Daily forex trades are currently valued at $6.6 trillion a day. So it is surprising that Citigroup one of the biggest banks involved in the FX industry, is planning to pull back and scale down its involvement in forex.
Citi has announced that it plans to cut down the number of FX which it connects to by two-thirds. This reduction will happen in the first quarter of the next year.
Though this move does scale down the bank’s presence in the FX market, it is also a pretty smart move.
When Citi pulls back from its multiple platforms, it doesn’t need to pay commissions and fees anymore. This could potentially save the bank millions of dollars on a yearly basis.
The move could also mean that Citi wants to take back control of its forex dealings. In the past, banks jumped on any opportunity to partner with various third-party platforms to capture as much of the FX market as possible. However, with the competition looking to provide zero-fee transactions, some banks feel that they are the ones who are paying up.

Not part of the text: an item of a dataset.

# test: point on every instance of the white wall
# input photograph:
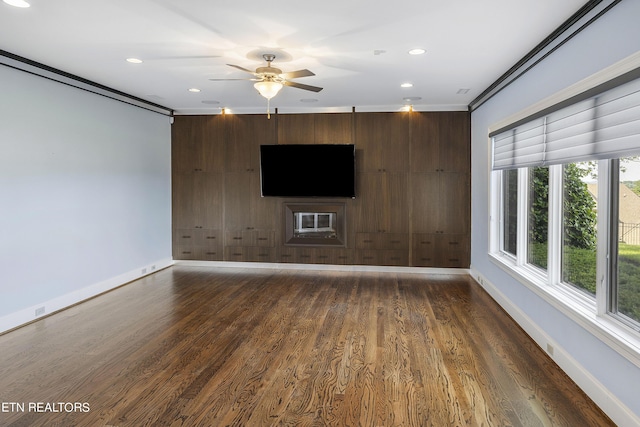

Citi aims to cut down its FX platforms from 25 to 15. To determine which platforms it will continue to stay with, the bank has decided to send a survey to all its current platforms. The plan is to determine which of the platforms score best on the list of specified metrics and those are the platforms that will make the cut.
Other Banks Might Follow
Right now, big banks have their own forex systems which allow them to do their own forex trading with the prices they generate. But forex traders are always on the lookout for a good deal so they often turn to platforms that have multiple forex prices and try to get the best deal. Some of these platforms are successful in drawing in customers while other do not have much success. Citi is hoping to determine which platforms are the best and will only work with them going forward.
Experts say that Citi can save up to $10 million a year by reducing the number of FX platforms it supports. Citi is currently the only bank taking this approach in the market. However, there is a growing view among banks that smaller platforms are not worth the effort and other banks could soon follow Citi’s lead.